Boulware v. United States - Oral Argument - January 08, 2008

Boulware v. United States

Media for Boulware v. United States

Audio Transcription for Opinion Announcement - March 03, 2008 in Boulware v. United States

Audio Transcription for Oral Argument - January 08, 2008 in Boulware v. United States

John G. Roberts, Jr.:

We'll hear argument next in Case 06-1509, Boulware v. United States.

Mr. Cline.

John D. Cline:

Mr. Chief Justice, and may it please the Court: Congress placed the phrase 301(a) of the Internal Revenue Code to make clear that the taxation rules in Section 301(c) do not apply to corporate payments that a shareholder receives in a nonshareholder capacity.

David H. Souter:

May I ask you a question which is going to come up sooner or later?

And it's kind of a threshold question.

So, if I may, let me interrupt you with it now.

You emphasize the significance of the limiting condition "with respect to the stock".

But before you get to that phrase, Section 301 refers to a distribution by the corporation.

And my question is this: Let's assume that we... we accept your... your position that the circuit was wrong in requiring an offer of proof of intent to return capital.

Isn't it also the case that you would still have an obligation, if you're going to take advantage of this section, to offer some evidence with respect to the fact that there was a corporate distribution involved?

And as I understand it, your evidence is or the Government's evidence and yours is that, you know, there was skimming, there was misdirection, et cetera, but there was no indication, there's no evidence that there was any distribution, in the normal sense of that word, by a corporation.

So it seems to me that if you... if you win the case in the sense of convincing us that the circuit was wrong with respect to the specific intent requirement, you would still be left without a defense because you have not come forward with any evidence that indicates a distribution.

Am I wrong?

John D. Cline:

Yes, Your Honor, I believe you are.

David H. Souter:

I thought you were going to say that.

John D. Cline:


Although I agree that the question of a distribution is important, and I think implicit in that question, in that term, although the courts have not addressed it, is some sort of corporate action.
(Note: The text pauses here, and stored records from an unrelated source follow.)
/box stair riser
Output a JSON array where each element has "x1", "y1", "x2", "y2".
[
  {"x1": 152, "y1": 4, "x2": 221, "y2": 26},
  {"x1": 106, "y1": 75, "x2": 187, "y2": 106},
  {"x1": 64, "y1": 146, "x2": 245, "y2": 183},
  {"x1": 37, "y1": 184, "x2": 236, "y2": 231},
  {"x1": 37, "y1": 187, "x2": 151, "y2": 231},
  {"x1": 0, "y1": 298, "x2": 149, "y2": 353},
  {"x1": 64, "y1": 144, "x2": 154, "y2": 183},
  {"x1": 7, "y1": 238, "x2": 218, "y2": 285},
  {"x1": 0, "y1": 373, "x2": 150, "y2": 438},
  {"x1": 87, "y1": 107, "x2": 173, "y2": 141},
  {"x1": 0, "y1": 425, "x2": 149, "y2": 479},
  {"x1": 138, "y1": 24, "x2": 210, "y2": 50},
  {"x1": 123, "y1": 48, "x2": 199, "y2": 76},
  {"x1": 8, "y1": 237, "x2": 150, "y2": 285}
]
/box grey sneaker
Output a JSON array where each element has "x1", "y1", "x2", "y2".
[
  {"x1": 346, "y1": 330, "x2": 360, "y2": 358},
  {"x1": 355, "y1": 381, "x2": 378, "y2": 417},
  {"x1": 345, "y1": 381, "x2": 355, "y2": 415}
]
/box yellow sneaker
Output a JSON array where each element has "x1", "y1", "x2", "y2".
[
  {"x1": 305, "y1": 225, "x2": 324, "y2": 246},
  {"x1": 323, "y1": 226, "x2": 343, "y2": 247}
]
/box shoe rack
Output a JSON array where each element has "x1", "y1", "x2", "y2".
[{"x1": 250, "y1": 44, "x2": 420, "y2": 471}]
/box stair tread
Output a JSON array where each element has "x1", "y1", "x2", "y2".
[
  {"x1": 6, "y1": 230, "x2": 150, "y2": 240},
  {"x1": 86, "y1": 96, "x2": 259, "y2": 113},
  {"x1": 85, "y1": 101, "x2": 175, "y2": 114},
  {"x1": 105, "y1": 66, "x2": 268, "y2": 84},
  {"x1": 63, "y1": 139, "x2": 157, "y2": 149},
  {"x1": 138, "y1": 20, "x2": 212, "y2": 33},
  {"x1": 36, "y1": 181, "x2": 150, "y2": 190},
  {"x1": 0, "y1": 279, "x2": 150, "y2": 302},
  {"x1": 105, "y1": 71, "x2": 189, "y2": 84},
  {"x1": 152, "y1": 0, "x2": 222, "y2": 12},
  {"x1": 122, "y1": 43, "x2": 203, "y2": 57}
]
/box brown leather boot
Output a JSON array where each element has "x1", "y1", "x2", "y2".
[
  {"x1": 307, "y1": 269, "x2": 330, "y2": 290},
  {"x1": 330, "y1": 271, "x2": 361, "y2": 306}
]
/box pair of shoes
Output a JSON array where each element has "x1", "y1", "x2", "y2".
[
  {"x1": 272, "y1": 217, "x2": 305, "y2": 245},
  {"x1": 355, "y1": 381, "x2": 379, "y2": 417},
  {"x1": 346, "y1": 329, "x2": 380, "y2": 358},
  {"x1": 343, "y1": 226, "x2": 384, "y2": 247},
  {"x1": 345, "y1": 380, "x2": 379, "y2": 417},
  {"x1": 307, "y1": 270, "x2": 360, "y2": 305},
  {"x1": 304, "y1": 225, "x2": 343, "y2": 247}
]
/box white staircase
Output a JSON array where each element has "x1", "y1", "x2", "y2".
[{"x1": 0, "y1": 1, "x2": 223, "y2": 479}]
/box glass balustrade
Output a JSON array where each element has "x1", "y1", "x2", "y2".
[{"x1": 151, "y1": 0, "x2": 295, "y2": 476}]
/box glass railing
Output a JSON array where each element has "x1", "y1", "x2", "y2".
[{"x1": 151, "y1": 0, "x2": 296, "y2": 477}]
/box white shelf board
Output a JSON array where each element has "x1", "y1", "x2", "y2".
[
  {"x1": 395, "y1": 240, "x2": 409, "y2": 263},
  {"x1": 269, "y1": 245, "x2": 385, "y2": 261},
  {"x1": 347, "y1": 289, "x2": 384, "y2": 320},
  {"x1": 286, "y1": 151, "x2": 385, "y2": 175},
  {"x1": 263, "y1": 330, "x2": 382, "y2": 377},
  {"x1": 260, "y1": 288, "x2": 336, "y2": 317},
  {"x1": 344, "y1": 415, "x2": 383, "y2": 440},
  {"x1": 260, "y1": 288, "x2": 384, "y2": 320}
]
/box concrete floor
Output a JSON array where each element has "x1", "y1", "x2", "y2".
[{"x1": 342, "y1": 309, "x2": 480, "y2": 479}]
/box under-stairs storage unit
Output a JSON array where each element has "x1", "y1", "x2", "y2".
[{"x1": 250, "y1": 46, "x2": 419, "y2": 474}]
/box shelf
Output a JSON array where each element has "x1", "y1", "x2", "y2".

Where you have a controlling shareholder, as we do here with Mr. Boulware, who is a 50 percent share owner, he's the president, he's the founder, he dominates this company, his action is action on behalf of the corporation.

David H. Souter:

Well, it certainly can be, and there's no question about that, but isn't there some point of informality or some point, I guess, of formality or relevance to corporate practice that has to be reached?

In other words, he may keep lousy books, he may be very sloppy, but directing funds to one's girlfriend is not the act of a corporation.

And it seems to me that the kind of... of actions that he took to get or to direct the payment of moneys could not, by any stretch of the imagination, be regarded as an act of this corporation or of any corporation.

John D. Cline:

With respect, Justice Souter, Justice Souter, I disagree.

There are, I've discovered, hundreds of corporate diversion cases involving a very similar fact pattern and a very similar fact pattern to this, where have you a corporation that is really the creature of one person.

It's formed by one person.

He chose the corporate form, but in effect he is the corporation.

That's the case of Mr. Boulware and it's the case in a lot of these diversion cases, and--

David H. Souter:

Well, in this case, he's a 50 percent owner, as I understand it.

He formed the corporation, but isn't 50 percent of the stock owned by the trust for the love child of him and the girlfriend?

John D. Cline:

--It is indeed, although it's important to keep in mind that the girlfriend, according to the Government's evidence, received a very large chunk of this money.

So in effect what we have here is a situation where you not only have a 50 percent shareholder who dominates the corporation; the other 50 percent... the trustee for the other 50 percent shareholder is the recipient of the money and is certainly knowledgeable about most, if not all, of what's going on.